Menurut sejumlah pengamat terorisme dan mantan aktivis teror, aksi terorisme yang menyasar kelompok Islam sendiri bukan hal yang terlalu mengejutkan. Doktrin takfiriyyah (pengkafiran) adalah salah satu fondasi teologis yang dianut para teroris. Cita-cita utama mereka adalah mendirikan negara Islam. Semua yang menghalangi pelaksanaan cita-cita itu adalah bagian dari kekufuran yang wajib diperangi. Umat Islam yang mendukung sistem di luar sistem Islam yang mereka yakini adalah para pendukung kekufuran dan oleh karenanya juga masuk dalam kategori kafir.

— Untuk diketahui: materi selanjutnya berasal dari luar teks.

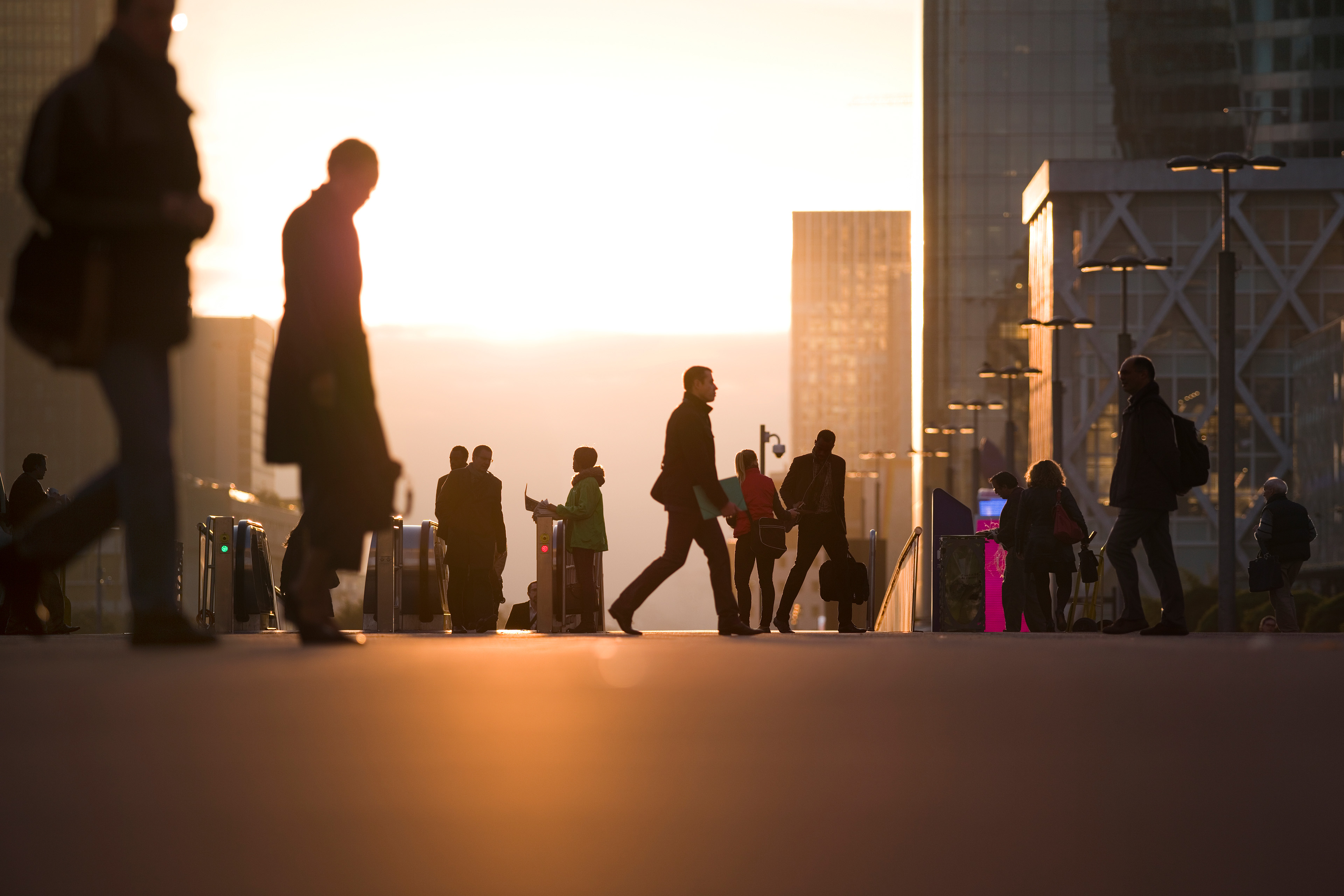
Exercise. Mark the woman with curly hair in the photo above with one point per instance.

Tulisan ini ingin menunjukkan beberapa kekeliruan fundamental dari tradisi pengkafiran yang telah berbuah kekerasan tersebut. Pertama ada kekeliruan dalam penggunaan kata “kafir.” Menyatakan kafir untuk menunjuk seseorang berada di luar Islam sebenarnya menyalahi arti kafir itu sendiri. Kafir artinya adalah menutupi atau mengingkari, yang dimaksud adalah menutupi atau mengingkari nikmat dari Tuhan. Dalam bahasa Inggris ada kata infidel yang sering digunakan untuk menerjemahkan kata kafir, padahal terjemahan yang tepat adalah to cover (menutupi). Itulah sebabnya pada masa Nabi, umat Kristiani dan Yahudi hanya disebut ahl kitab (orang-orang yang memiliki kitab suci). Konsep infidel yang dipahami oleh orang-orang Barat sebenarnya tidak dikenal dalam doktrin tradisional Islam.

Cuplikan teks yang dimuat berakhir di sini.